Asurluların yıkılması İskitler için yeni bir dönemin başlangıcı oldu. İskit Kralı Madyes, müttefiki olduğu Asurlulara desteğini çekerek Medlerle işbirliği yapmıştı. Ancak Asurluların yıkılmasından sonra bu kez Babillilerle işbirliği yaparak Medlere karşı mücadeleye giriştiler. Med Kralı Kyaxares, bu ittifak karşısında kazanamadı. Medleri mağlup eden İskitler, Kuzey İran ve Suriye hattında söz sahibi duruma geldiler. Bölgede değişen politik dengeler Urartuları da etkiledi. İskitler, Asurluların yıkılmasında olduğu kadar Urartuların yıkılmasında da pay sahibi oldular. İskit akınlarıyla zayıflayan Urartular, Med akınlarıyla yıkıldılar. Urartuların yıkılmasıyla bölgedeki siyasi dengeler tamamen değişti. Güney Doğu Anadolu bölgesinde yalnızca İskitler ve İskitlerin Mağlup ettiği Medler söz sahibi duruma gelmişlerdi (M.ö. 610).
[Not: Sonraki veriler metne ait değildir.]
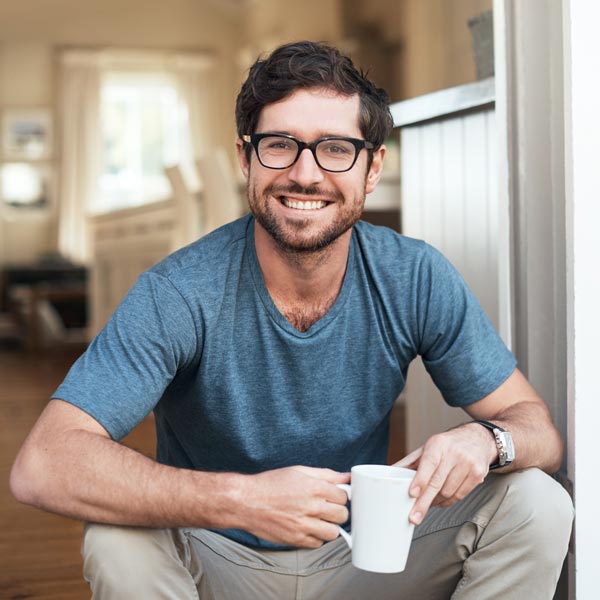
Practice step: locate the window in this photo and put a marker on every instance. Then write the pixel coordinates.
(144, 127)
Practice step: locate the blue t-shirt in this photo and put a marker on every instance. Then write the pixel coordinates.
(235, 387)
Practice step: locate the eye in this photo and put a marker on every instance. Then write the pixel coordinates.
(337, 148)
(279, 144)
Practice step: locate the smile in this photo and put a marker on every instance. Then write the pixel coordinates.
(308, 205)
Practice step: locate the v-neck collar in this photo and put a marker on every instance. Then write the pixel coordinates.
(273, 311)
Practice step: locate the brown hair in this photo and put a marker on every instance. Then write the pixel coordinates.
(302, 65)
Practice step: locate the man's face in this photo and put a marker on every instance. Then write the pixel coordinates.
(304, 208)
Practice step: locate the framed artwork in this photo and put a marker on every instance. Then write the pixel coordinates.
(25, 185)
(27, 134)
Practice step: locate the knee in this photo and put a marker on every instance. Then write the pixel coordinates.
(118, 559)
(541, 509)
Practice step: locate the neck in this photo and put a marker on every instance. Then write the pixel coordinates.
(311, 280)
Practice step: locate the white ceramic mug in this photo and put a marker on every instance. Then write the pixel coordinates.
(381, 532)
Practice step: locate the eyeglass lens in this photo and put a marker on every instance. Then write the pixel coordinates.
(281, 152)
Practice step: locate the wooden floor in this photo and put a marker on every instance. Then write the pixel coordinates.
(39, 552)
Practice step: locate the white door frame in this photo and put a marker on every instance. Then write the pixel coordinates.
(547, 66)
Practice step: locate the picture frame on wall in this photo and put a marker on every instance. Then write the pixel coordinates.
(27, 134)
(25, 186)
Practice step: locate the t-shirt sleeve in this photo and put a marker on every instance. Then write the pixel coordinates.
(461, 350)
(126, 369)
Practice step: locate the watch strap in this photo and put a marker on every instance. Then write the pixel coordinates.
(502, 450)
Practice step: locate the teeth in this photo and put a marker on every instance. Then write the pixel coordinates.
(314, 205)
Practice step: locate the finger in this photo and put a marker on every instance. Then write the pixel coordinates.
(329, 475)
(428, 494)
(455, 480)
(467, 486)
(410, 459)
(334, 513)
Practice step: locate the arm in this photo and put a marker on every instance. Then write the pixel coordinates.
(70, 465)
(451, 464)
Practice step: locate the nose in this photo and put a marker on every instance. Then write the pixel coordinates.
(305, 171)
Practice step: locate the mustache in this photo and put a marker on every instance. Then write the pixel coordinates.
(294, 189)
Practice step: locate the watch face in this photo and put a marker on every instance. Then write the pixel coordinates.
(509, 448)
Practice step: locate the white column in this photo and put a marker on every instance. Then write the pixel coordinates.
(582, 152)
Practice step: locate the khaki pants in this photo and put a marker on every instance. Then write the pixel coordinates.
(506, 540)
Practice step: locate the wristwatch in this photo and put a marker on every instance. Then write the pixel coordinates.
(506, 448)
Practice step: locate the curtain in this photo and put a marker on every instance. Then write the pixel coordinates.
(80, 150)
(194, 76)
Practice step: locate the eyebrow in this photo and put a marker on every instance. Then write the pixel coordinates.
(319, 136)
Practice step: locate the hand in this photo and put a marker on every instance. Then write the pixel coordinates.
(295, 506)
(449, 466)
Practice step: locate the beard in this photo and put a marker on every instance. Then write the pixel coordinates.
(295, 236)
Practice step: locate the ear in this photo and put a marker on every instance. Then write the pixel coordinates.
(244, 164)
(374, 174)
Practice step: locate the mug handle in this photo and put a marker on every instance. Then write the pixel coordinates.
(348, 489)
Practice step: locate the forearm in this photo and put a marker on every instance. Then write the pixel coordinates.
(536, 439)
(87, 476)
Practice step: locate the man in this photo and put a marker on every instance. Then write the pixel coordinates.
(271, 352)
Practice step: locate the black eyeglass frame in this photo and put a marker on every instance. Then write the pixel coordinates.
(255, 138)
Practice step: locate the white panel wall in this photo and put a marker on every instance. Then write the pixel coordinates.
(449, 199)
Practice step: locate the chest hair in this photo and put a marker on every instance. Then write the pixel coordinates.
(302, 315)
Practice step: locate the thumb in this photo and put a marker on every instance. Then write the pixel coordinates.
(410, 459)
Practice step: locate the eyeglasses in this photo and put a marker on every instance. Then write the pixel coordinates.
(281, 151)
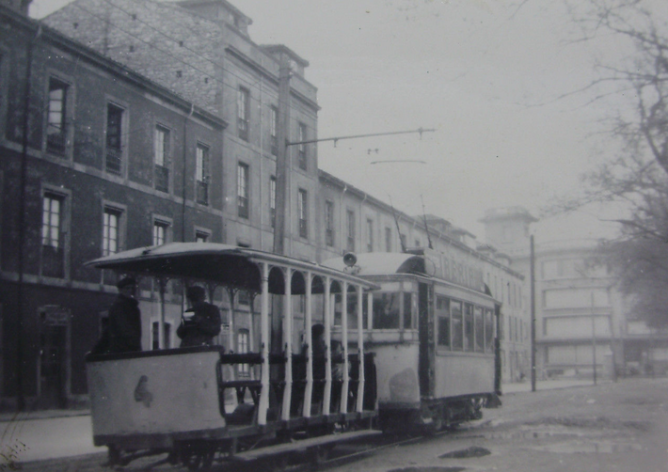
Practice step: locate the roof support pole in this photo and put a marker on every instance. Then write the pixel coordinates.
(287, 344)
(343, 404)
(327, 398)
(264, 346)
(360, 348)
(308, 391)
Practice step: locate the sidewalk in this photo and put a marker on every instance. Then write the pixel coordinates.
(525, 386)
(34, 436)
(51, 434)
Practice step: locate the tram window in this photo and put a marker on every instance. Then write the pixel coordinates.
(457, 328)
(479, 329)
(468, 327)
(242, 348)
(386, 309)
(489, 330)
(155, 335)
(408, 310)
(243, 297)
(443, 318)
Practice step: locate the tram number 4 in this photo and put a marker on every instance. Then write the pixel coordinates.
(141, 392)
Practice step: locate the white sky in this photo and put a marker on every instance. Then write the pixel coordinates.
(486, 74)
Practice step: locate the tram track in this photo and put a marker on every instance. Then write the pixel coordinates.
(338, 455)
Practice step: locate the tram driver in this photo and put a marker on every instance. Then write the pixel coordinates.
(199, 329)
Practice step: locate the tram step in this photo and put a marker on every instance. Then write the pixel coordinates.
(304, 444)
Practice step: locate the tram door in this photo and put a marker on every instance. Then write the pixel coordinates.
(53, 358)
(426, 337)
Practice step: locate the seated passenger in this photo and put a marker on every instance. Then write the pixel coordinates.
(199, 329)
(123, 331)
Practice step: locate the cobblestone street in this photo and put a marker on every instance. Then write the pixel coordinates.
(609, 427)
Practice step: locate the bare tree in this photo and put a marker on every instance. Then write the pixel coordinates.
(638, 174)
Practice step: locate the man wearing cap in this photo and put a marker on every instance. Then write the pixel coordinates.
(125, 319)
(199, 329)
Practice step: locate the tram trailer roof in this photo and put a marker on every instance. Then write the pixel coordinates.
(381, 267)
(222, 263)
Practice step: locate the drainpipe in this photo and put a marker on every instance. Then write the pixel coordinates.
(185, 173)
(20, 393)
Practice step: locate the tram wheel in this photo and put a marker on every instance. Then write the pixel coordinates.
(320, 454)
(114, 456)
(200, 461)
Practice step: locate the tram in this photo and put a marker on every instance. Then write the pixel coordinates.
(173, 400)
(432, 330)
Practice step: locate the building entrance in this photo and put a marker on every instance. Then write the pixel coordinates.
(53, 354)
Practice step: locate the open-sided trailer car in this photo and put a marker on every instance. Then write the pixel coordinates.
(173, 400)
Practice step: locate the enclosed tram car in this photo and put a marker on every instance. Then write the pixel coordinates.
(416, 333)
(432, 332)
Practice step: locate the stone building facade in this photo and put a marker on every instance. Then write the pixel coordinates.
(201, 50)
(583, 323)
(105, 160)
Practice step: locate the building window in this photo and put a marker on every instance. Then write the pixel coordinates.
(242, 348)
(155, 336)
(56, 130)
(272, 200)
(329, 223)
(51, 221)
(114, 138)
(111, 231)
(303, 213)
(369, 235)
(443, 316)
(301, 149)
(202, 174)
(350, 243)
(243, 112)
(273, 129)
(160, 232)
(161, 150)
(53, 254)
(242, 191)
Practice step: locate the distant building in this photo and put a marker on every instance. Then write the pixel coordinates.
(582, 320)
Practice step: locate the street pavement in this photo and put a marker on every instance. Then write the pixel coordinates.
(39, 435)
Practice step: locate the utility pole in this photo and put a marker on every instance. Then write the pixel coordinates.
(532, 262)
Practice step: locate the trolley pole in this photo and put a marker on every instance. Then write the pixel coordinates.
(593, 337)
(532, 262)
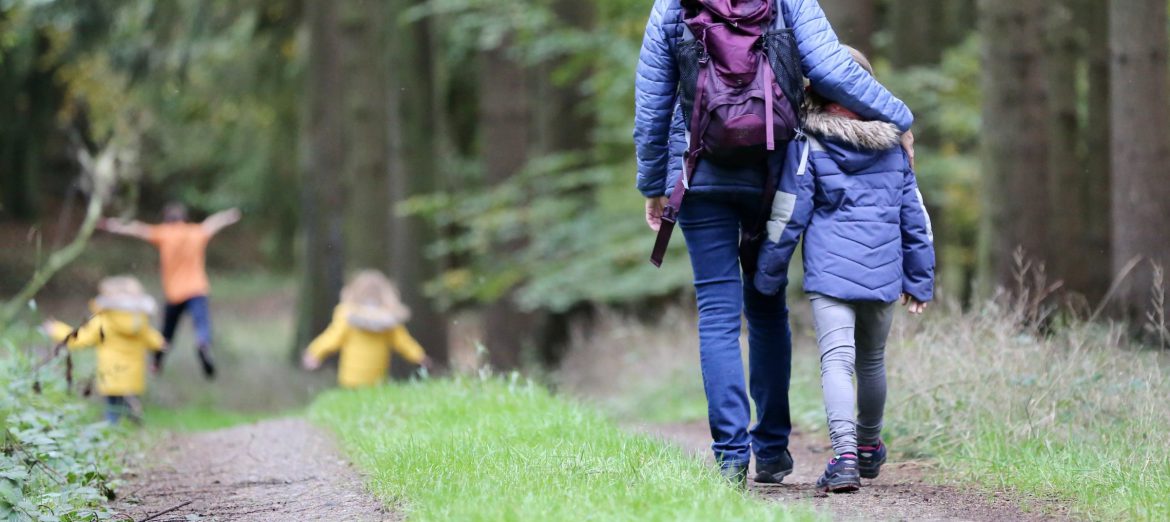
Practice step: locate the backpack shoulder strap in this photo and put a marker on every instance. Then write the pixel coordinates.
(778, 22)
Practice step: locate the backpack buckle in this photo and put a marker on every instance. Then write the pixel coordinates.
(669, 214)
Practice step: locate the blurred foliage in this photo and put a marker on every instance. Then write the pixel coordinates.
(205, 90)
(208, 96)
(947, 102)
(56, 464)
(577, 211)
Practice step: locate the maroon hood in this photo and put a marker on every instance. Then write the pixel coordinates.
(729, 31)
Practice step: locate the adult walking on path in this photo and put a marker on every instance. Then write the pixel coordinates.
(723, 200)
(183, 248)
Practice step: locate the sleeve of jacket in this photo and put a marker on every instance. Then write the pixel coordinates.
(791, 212)
(87, 336)
(834, 74)
(330, 341)
(153, 340)
(406, 347)
(917, 244)
(654, 100)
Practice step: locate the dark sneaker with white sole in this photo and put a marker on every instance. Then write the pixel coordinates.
(841, 475)
(869, 460)
(736, 474)
(773, 472)
(206, 362)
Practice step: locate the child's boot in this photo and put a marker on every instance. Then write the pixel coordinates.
(841, 475)
(869, 460)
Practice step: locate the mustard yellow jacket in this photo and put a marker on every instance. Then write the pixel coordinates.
(364, 352)
(123, 340)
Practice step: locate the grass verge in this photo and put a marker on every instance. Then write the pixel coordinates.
(56, 462)
(1076, 414)
(488, 450)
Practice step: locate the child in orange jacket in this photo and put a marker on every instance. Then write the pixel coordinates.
(367, 325)
(123, 336)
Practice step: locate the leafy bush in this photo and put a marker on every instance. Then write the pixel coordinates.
(55, 462)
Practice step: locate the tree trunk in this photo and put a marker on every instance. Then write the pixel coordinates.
(366, 160)
(921, 31)
(1065, 46)
(1014, 150)
(1141, 148)
(417, 172)
(1094, 187)
(322, 198)
(854, 21)
(504, 116)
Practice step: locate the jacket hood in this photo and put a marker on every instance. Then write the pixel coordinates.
(125, 323)
(853, 144)
(132, 303)
(371, 318)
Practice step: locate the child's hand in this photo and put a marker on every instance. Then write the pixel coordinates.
(309, 362)
(913, 306)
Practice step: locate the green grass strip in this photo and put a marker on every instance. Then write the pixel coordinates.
(488, 450)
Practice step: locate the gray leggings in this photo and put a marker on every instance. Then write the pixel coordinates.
(852, 335)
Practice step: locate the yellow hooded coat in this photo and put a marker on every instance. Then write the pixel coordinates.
(123, 340)
(365, 347)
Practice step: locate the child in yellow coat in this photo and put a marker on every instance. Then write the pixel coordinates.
(367, 325)
(122, 334)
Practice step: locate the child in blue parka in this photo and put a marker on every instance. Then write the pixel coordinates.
(847, 187)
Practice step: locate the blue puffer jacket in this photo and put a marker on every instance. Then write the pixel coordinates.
(659, 134)
(848, 189)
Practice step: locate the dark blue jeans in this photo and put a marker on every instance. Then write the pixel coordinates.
(710, 224)
(201, 317)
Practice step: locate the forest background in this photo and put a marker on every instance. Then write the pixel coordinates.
(480, 151)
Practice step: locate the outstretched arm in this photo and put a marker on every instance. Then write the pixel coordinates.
(129, 228)
(221, 220)
(835, 75)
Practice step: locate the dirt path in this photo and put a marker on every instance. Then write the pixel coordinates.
(900, 494)
(273, 471)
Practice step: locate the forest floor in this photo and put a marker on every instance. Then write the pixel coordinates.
(902, 492)
(269, 471)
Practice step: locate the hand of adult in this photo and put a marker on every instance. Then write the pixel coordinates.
(310, 363)
(914, 306)
(908, 145)
(654, 207)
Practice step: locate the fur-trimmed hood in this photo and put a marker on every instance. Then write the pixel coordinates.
(372, 318)
(858, 134)
(132, 303)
İskitler, Güney Doğu Anadolu’da nüfuzlarını arttırmış ve güçlenmişlerdi. Üstelik Medlere karşı üstünlük sağlanmış ve bölgede başkaca önemli bir düşman da kalmamıştı. Bunun üzerine büyük bir sefere çıkan İskitler, Suriye’den Filistine kadar uzanan Akdeniz sahilleri boyunca yağma ve istila faaliyetlerine giriştiler. Filistin bölgesini hâkimiyeti altına almış olan Mısır Kralı Psemmetikos, İskit tehlikesinin yaklaştığını görerek İskit ordusunu Filistinde karşılayıp iltifatlar ederek hediyeler vermiş, kurulan iyi ilişkiler ile İskitlerin Mısır’a girmesine mani olmuştur. Daha fazla ilerlemeyen İskitler, dönüş yoluna düşerek geldikleri güzergâh boyunca geri döndüler. Med Kralı Kyaxares, İskit tehdidini ortadan kaldırmak için bir suikast planladı. Kyaxares, İskitlerin başarılı seferlerini kutlamak için Kral Madyes onuruna bir ziyafet düzenledi ve İskit Kralını, ordu komutanlarıyla birlikte ziyafete davet etti. Bu davete icabet eden Madyes, ziyafetin ilerleyen saatlerinde sarhoş edilerek öldürüldü. Madyes’in ölümü İskitlerin Anadolu tarihlerinde dönüm noktası oldu. İskitler için ilerleme dönemi sona erdi ve önce gerileme sonra ise yıkılma devirleri vuku buldu.